A propos du métier d'écrivain public sur lequel des correspondants font des remarques : alors que mes fonctions sont, pour une très large part, consacrées à la rédaction, j'avoue n'avoir jamais
songé à un tel emploi de mes capacités et, pour faire court, j'ignorais que cet artisanat existât encore. On ne peut que se réjouir de la reprise, par votre action, d'une activité utile à grand
nombre de gens. Je suis d'ailleurs très admiratif envers vous, car il faut savoir s'adapter au client, à sa personnalité, à ses besoins, à ses désirs : je ne crois pas avoir la patience
nécessaire. Vous devez faire preuve d'un sens de l'écoute qui excéderait certainement ma patience.

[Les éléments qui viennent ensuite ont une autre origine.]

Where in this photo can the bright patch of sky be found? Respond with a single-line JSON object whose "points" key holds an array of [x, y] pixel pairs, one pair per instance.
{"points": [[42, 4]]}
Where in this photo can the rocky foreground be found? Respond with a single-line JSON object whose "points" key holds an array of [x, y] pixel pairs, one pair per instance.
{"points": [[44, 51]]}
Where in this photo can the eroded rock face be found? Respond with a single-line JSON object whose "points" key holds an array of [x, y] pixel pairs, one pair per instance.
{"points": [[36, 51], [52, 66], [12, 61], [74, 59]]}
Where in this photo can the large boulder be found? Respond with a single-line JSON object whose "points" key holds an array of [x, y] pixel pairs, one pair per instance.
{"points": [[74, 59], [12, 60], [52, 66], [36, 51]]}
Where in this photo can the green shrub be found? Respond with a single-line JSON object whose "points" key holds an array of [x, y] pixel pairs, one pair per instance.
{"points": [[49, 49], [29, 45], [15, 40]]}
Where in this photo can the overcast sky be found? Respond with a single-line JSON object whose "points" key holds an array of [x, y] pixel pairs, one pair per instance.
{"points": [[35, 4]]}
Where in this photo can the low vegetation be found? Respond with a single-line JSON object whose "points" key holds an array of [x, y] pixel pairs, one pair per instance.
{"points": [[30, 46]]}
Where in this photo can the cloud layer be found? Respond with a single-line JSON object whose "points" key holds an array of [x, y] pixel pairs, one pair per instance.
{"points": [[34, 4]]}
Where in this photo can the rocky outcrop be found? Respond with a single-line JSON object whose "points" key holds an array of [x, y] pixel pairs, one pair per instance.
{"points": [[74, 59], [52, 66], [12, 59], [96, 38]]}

fleurdelys46 02/06/2014 21:32


En effet, on doit, se réjouir de cette appétence pour l'écrit, quand bien même on ne peut que malheureusement constater que les jeunes générations se détachent du livre. Le numérique est devenu
l'alpha et l'oméga, semble-t-il. Si ce support peut effectivement faciliter la circulation de l'information, progrès qu'il serait stupide de refuser, il ne peut en aucune façon remplacer le
véritable ensemencement intellectuel et spirituel que constitue la lecture d'un livre, seule à même de permettre l'éclosion de la réflexion et le regard intérieur.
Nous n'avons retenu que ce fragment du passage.